1. SCSI Device ID Conflict: The device IDs for the 3 devices I have are 
different, as reported by the host adapter at boot time (the other two 
devices are a scanner and a CD-RW drive).

2. SCSI Termination: This is set properly according the the host 
adapter's built in diagnostics.

3. BIOS Hard Drive Boot Priority: I am able to set this in the BIOS.  It 
defaults to the SATA Drive booting first, and the SCSI Drive booting 
second.  I haven't changed it because this seems correct.

4. Drive device assignment by the Linux kernel: I can boot from the 
Ubuntu CD-ROM and open a shell in my usual root partition with both 
drives connected.  When I do, the SATA Disk is /dev/sda, which is 
normal.  The new SCSI drive shows up as /dev/sdb.  This seems right.
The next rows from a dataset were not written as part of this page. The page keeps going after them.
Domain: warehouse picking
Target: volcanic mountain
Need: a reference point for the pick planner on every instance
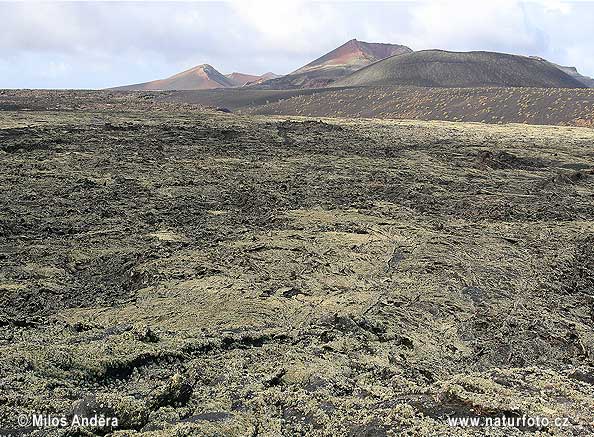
(572, 71)
(335, 65)
(438, 68)
(202, 77)
(242, 79)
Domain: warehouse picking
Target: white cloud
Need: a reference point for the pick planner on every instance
(104, 44)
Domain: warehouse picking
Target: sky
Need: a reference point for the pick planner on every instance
(103, 44)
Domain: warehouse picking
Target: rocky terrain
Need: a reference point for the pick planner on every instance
(545, 106)
(194, 272)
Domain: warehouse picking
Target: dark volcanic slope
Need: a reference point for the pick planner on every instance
(204, 274)
(336, 64)
(437, 68)
(555, 106)
(198, 78)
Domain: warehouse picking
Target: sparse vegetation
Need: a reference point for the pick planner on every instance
(203, 273)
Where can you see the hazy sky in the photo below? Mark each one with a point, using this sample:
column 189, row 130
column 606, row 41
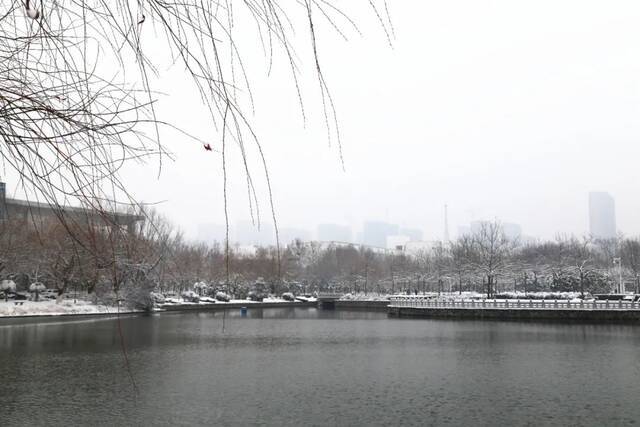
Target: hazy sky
column 505, row 109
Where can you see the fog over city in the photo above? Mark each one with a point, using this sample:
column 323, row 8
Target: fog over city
column 500, row 109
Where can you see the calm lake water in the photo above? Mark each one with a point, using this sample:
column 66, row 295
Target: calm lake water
column 310, row 367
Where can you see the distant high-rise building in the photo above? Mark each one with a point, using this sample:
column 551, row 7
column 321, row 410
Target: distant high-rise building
column 247, row 233
column 602, row 215
column 288, row 235
column 414, row 234
column 375, row 233
column 334, row 233
column 397, row 243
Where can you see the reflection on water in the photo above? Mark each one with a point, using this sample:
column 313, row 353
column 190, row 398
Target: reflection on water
column 304, row 366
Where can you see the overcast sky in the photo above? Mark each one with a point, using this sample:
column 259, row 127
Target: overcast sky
column 505, row 109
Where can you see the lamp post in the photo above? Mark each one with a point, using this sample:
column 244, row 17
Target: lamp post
column 618, row 262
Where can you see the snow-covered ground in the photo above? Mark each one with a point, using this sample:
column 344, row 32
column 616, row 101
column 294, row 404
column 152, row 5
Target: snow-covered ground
column 53, row 308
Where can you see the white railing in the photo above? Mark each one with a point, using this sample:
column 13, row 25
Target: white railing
column 329, row 296
column 515, row 304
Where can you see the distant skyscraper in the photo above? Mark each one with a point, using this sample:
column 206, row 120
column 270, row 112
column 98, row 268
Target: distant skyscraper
column 288, row 235
column 414, row 234
column 446, row 224
column 248, row 233
column 375, row 233
column 334, row 233
column 602, row 215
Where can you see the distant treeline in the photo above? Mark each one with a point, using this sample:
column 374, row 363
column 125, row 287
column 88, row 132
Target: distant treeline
column 111, row 262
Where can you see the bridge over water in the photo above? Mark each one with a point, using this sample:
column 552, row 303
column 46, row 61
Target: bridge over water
column 327, row 301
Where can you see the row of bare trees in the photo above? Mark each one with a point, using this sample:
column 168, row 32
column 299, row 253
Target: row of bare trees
column 111, row 262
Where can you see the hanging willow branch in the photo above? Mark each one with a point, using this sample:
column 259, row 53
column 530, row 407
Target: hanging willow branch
column 76, row 95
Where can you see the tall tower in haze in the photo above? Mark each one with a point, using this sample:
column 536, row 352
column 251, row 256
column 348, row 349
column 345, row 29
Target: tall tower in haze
column 602, row 215
column 446, row 224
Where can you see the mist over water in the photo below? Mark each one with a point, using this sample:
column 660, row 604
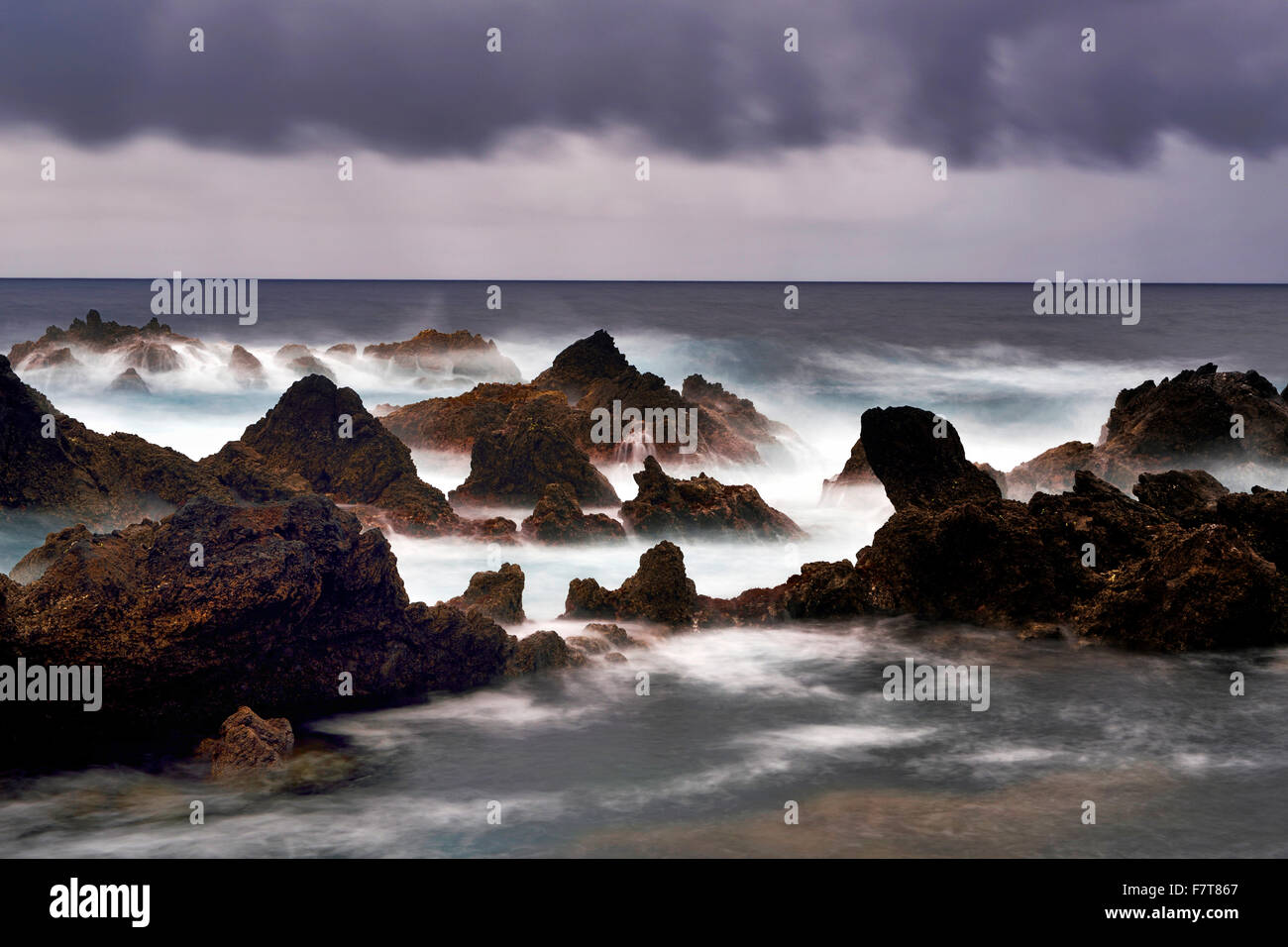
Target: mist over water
column 738, row 720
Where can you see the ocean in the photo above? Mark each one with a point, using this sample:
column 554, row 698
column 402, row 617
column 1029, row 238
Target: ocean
column 738, row 722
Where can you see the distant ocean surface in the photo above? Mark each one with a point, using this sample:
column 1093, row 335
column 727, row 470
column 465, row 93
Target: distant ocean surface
column 738, row 720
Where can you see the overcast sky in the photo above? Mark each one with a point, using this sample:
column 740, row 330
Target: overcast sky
column 764, row 163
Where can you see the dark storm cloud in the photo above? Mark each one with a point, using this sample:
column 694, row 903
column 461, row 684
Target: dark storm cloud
column 982, row 81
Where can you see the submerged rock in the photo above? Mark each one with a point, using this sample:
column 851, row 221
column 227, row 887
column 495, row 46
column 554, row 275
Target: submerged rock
column 1201, row 419
column 248, row 742
column 542, row 651
column 855, row 474
column 516, row 463
column 700, row 505
column 558, row 519
column 447, row 354
column 660, row 590
column 497, row 594
column 1091, row 561
column 248, row 369
column 456, row 423
column 593, row 375
column 130, row 380
column 290, row 608
column 919, row 462
column 1186, row 496
column 145, row 346
column 82, row 475
column 325, row 436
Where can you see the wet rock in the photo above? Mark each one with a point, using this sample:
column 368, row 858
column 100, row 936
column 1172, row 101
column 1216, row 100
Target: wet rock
column 355, row 462
column 855, row 474
column 613, row 634
column 1261, row 521
column 252, row 476
column 542, row 651
column 918, row 468
column 93, row 334
column 154, row 357
column 999, row 476
column 52, row 359
column 1098, row 513
column 454, row 424
column 558, row 519
column 248, row 742
column 447, row 354
column 1052, row 471
column 246, row 368
column 980, row 562
column 591, row 646
column 516, row 463
column 700, row 505
column 592, row 373
column 738, row 414
column 1186, row 419
column 660, row 590
column 130, row 380
column 80, row 474
column 1196, row 589
column 290, row 596
column 497, row 594
column 1186, row 496
column 309, row 365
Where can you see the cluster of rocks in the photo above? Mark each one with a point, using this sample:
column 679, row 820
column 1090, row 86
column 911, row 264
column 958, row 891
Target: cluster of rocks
column 281, row 605
column 700, row 506
column 1185, row 421
column 558, row 519
column 496, row 594
column 1186, row 566
column 446, row 354
column 154, row 348
column 592, row 373
column 318, row 438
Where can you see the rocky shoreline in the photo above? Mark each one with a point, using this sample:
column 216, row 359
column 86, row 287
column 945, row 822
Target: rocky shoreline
column 252, row 579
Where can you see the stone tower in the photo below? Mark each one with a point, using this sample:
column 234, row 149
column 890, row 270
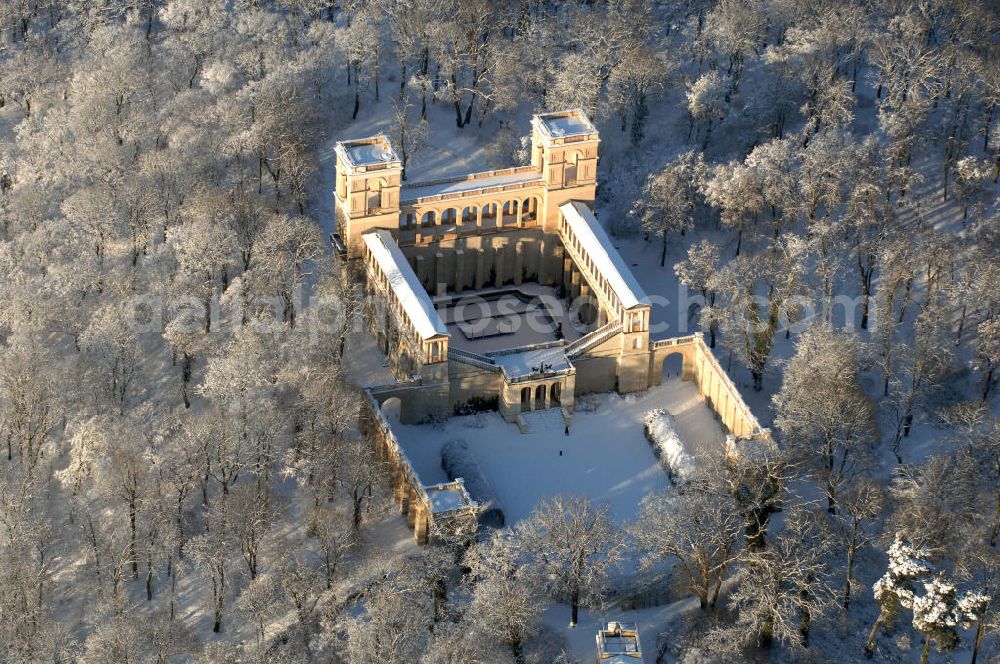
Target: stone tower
column 564, row 149
column 369, row 174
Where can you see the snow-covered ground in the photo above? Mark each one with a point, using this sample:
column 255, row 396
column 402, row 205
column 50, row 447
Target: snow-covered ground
column 606, row 455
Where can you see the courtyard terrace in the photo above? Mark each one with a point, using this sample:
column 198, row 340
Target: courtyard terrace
column 605, row 456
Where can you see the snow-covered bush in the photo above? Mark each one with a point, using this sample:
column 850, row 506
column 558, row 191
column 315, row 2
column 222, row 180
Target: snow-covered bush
column 939, row 613
column 667, row 445
column 458, row 461
column 907, row 565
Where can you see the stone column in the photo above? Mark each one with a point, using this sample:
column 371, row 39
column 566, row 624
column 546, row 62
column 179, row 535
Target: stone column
column 498, row 262
column 519, row 263
column 459, row 270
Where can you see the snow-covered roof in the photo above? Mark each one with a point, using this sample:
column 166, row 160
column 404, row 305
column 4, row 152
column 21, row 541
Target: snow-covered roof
column 404, row 283
column 445, row 499
column 367, row 151
column 607, row 260
column 564, row 123
column 418, row 190
column 531, row 362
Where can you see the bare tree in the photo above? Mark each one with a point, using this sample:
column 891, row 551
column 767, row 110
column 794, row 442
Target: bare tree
column 574, row 545
column 699, row 527
column 505, row 602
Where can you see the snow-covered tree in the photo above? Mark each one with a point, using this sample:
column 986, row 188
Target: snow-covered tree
column 897, row 588
column 822, row 412
column 668, row 204
column 940, row 612
column 699, row 527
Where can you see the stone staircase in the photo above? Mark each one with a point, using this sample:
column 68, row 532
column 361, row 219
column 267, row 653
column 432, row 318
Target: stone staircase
column 550, row 421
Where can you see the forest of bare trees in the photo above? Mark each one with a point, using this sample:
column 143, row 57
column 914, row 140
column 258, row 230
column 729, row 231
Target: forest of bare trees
column 184, row 479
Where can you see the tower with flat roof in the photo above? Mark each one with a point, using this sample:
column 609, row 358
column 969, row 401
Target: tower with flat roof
column 369, row 175
column 564, row 148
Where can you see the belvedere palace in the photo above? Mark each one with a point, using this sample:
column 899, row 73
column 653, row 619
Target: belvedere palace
column 501, row 291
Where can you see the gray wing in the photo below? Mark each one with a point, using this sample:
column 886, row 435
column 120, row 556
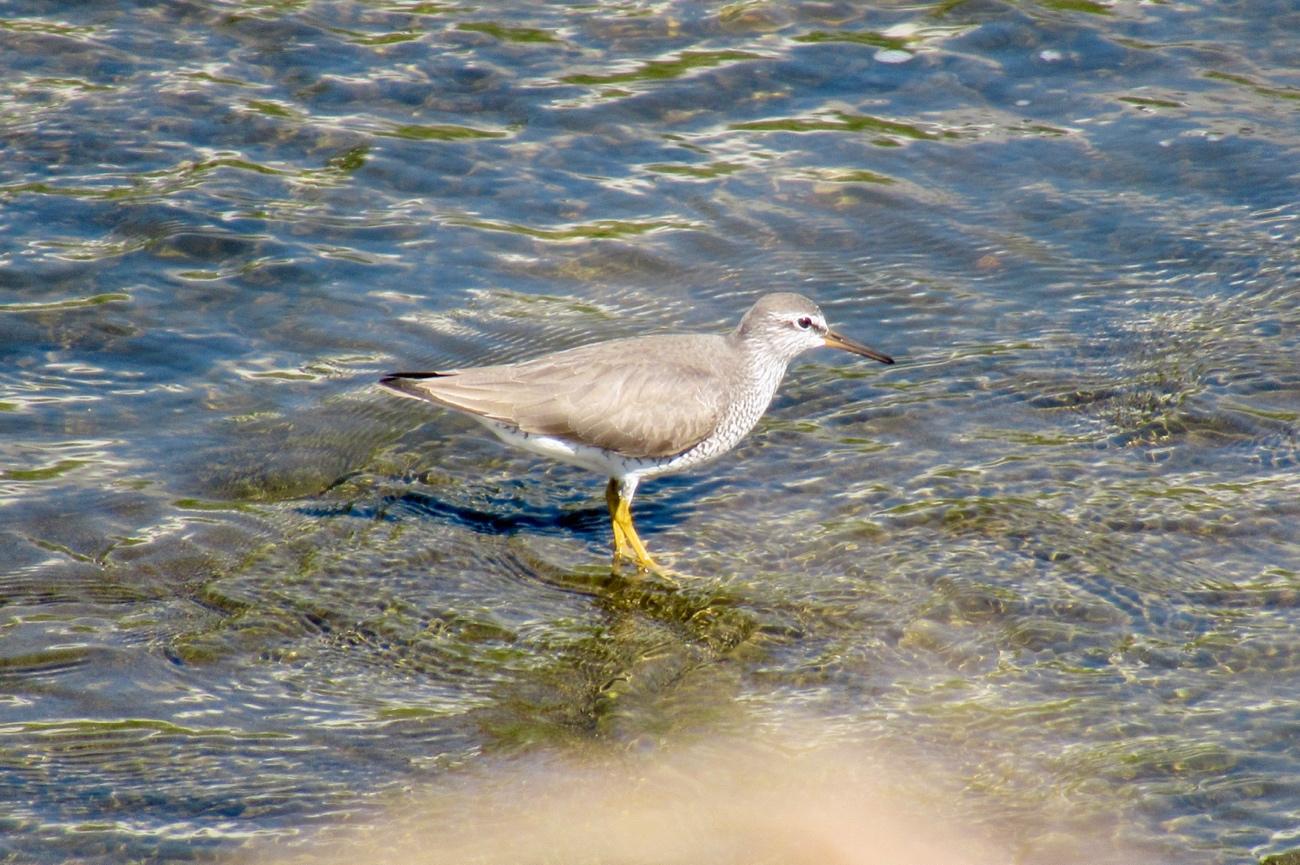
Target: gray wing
column 641, row 397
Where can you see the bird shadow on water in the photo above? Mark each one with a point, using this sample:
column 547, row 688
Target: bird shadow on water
column 511, row 510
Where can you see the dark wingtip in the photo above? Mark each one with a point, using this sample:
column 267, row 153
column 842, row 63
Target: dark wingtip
column 393, row 377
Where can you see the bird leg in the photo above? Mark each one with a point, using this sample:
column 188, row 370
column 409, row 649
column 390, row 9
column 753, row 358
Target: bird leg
column 627, row 544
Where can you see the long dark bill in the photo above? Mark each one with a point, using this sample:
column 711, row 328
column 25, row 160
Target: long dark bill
column 835, row 341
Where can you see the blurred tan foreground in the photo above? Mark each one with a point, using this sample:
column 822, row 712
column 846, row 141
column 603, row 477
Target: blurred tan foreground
column 753, row 801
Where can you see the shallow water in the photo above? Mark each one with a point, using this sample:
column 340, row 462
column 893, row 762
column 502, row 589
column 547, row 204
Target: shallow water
column 1052, row 554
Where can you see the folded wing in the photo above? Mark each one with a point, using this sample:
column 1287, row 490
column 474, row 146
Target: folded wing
column 642, row 397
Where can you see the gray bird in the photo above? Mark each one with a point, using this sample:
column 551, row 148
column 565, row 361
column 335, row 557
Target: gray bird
column 642, row 406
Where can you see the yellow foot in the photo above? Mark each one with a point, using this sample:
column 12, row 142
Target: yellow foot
column 627, row 544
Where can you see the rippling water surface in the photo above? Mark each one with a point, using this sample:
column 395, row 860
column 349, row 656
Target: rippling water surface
column 1051, row 559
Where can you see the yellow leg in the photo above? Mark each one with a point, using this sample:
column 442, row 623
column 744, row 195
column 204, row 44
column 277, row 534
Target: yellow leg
column 627, row 544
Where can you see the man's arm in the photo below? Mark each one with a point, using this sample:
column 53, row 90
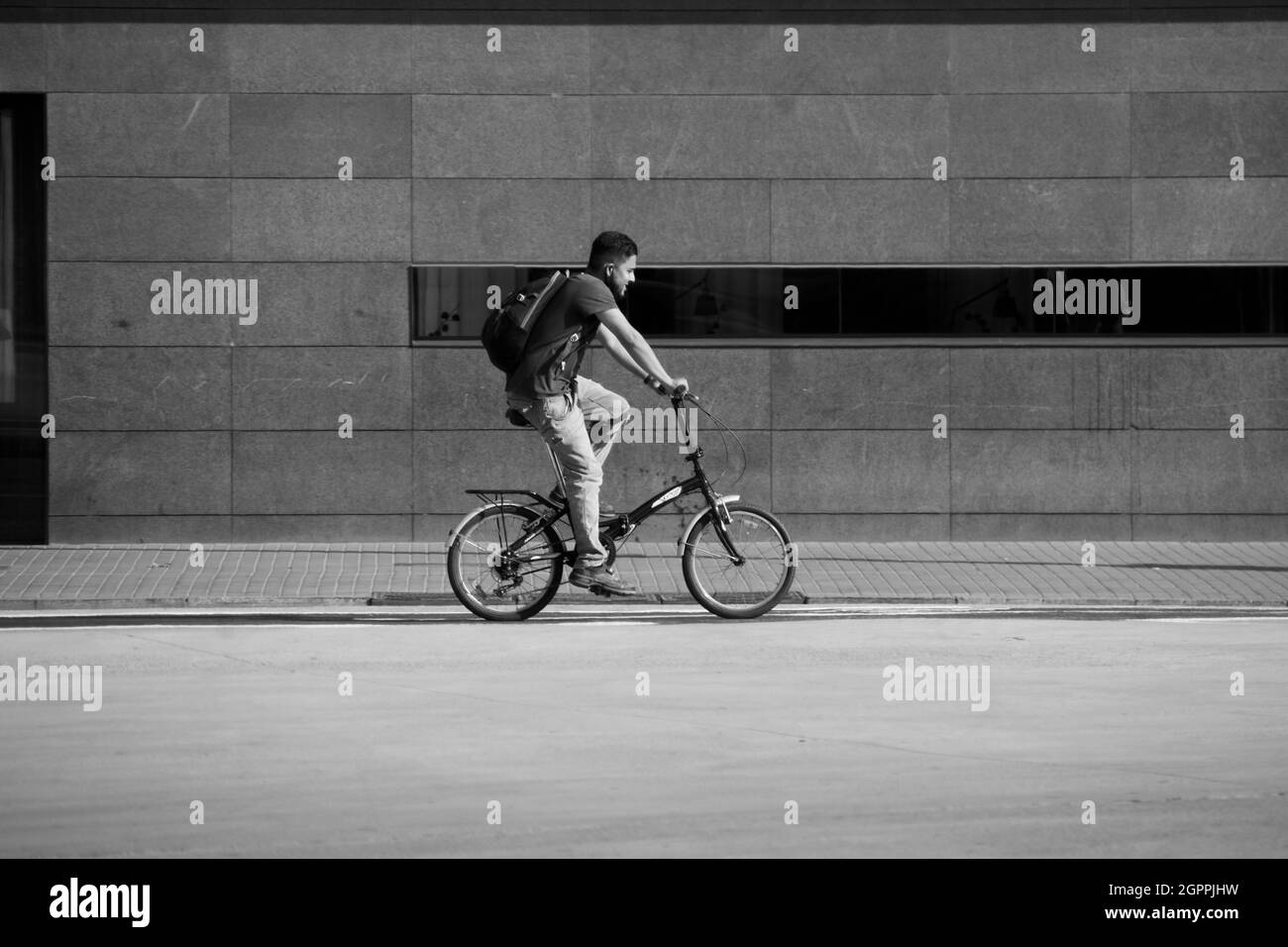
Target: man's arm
column 625, row 343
I can then use fdisk to list the partition tables on the drives, and 
they are the correct partition tables for the two drives.

The only clue I have for why the boot fails is that there is something 
called the BIOS Device Enumeration Order, and this is not something that 
can be modified using the BIOS configuration.  Apparently this affects 
GRUB at a fundamental level - but I'm having a hard time confirming it 
if so.  I culled this from some postings to forum discussions.

I tried modifying the device IDs in /boot/grub/menu.lst to see if it 
would have any effect.  I made several new list entries for kernels on 
devices like (0,1), (0,2), (1,0), etcetera.  It did not help.  As far as 
I can tell, GRUB isn't running during bootup at all.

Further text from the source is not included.